Student protests took bite out of downtown rentals in 2012


Student protests took bite out of downtown rentals in 2012

Last year's student protests contributed to weaker demand for downtown Montreal rentals in 2012, a new report says.

Photograph by: ALLEN MCINNIS, THE GAZETTE , The Gazette

Quebec's student strike against higher tuition fees contributed to weaker demand for downtown Montreal rentals in 2012, a blip in what was a record-breaking year for multi-residential deals, a sector outlook to be released by CBRE Limited on Thursday says.

The outlook, timed to the start of the Montreal Real Estate Forum this week, is forecasting $1 billion in multi-residential deals this year - a decline from last year's record-breaking $1.4 billion in investments - largely because of a lack of supply rather than demand, said Alexandre Sieber, a senior vice-president with the commercial real estate services firm.

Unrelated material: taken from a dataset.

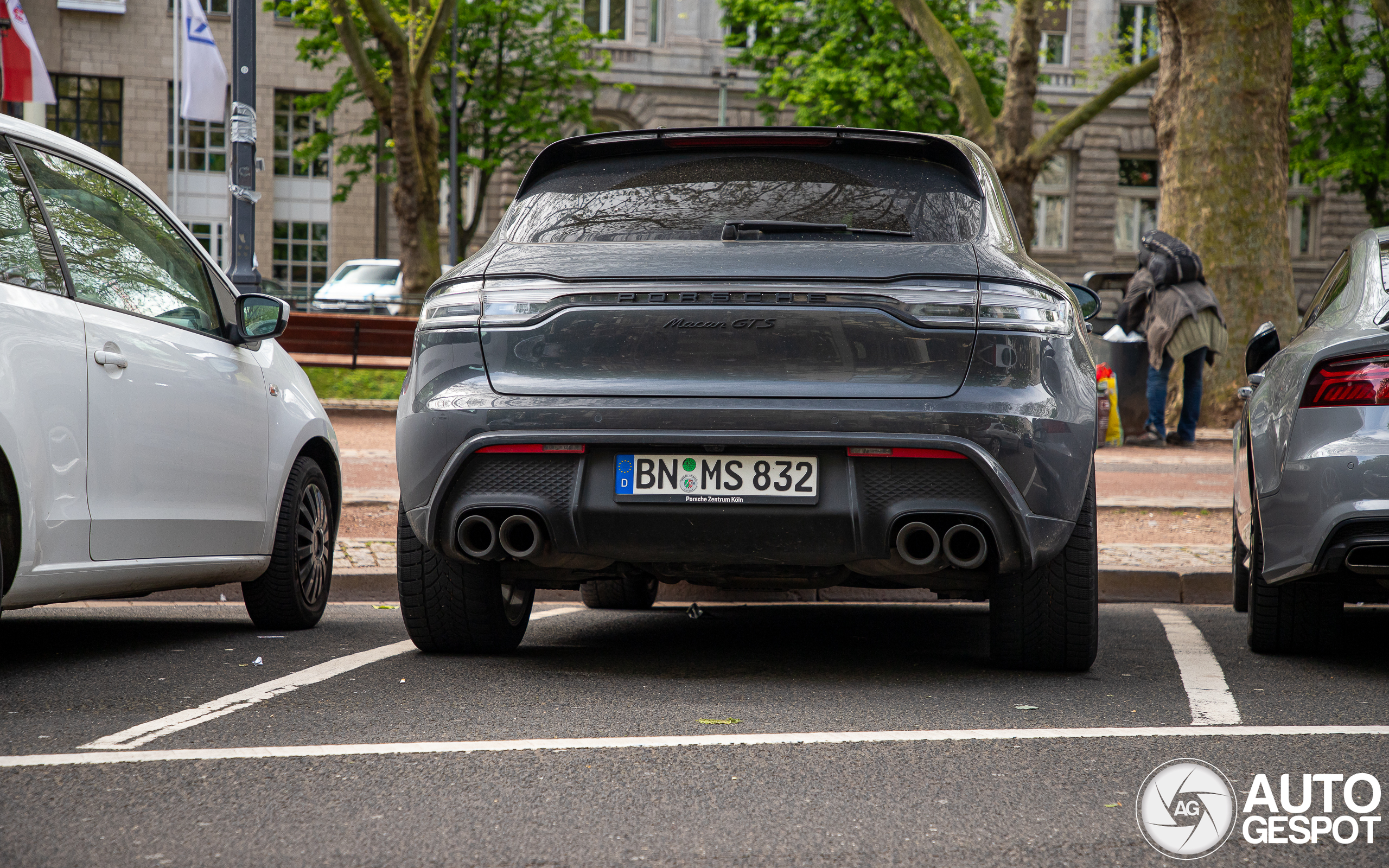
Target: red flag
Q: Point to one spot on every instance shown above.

Low interest rates and demand for stable returns made 2012 a record year for multi-residential market deals in six Canadian cities, including Toronto with $1.6 billion and Vancouver with $815 million in investments.

Bolstered by three major deals worth a total of more than $500 million - including the sale of the Olympic Village apartments - Montreal's multi-residential investment volume was 43 per cent higher in 2012 than during the previous peak of $946 million in 2008, CBRE said.

And despite fears by landlords, the rental sector was not hard hit by the low-interest rate-fuelled housing boom, including two years of record condo construction in Greater Montreal, the report said.

Yet the student strike, estimated in media reports to have cost Quebec taxpayers $90 million in police overtime, repairs and extra security, is believed to have also contributed to the rise in the vacancy rate last year of Montreal bachelor units, from 3.5 to 4.4 per cent, the outlook said.

These smaller units "have been most attractive to students."

"Owners have reported softer demand in general in areas around post-secondary institutions," CBRE said. "It has been more difficult to fill units and increase rents in these typically strong areas - 2012 was certainly a more challenging year in this regard."

Weaker demand for bachelor apartments was the main contributor to the increase in Montreal's overall vacancy rate, which grew slightly from 2.5 per cent in 2011 to 2.8 per cent in 2012, the outlook said, citing the Canada Mortgage and Housing Corp's latest rental market report.

The "stability in the education sector" this year "could solidify demand from younger renters," the outlook noted.

Demand by students and new arrivals will offset the growing number of condominiums being built and purchased by investors for use as rentals, the outlook says. While more than half of the units at certain downtown Montreal towers are being purchased by investors, only about 11 per cent of the city's 130,691 existing condos are now being rented out.

The number of newly constructed but unsold condos - which are more likely to be rented - dropped to 1,764 in February from a four-year high of 1,894 units in January, CBRE said.

Competition from the condo sector - where owners generally charge tenants 40 per cent higher rents - will have a greater impact on the luxury rental sector, than on most multi-residential buildings, Sieber said.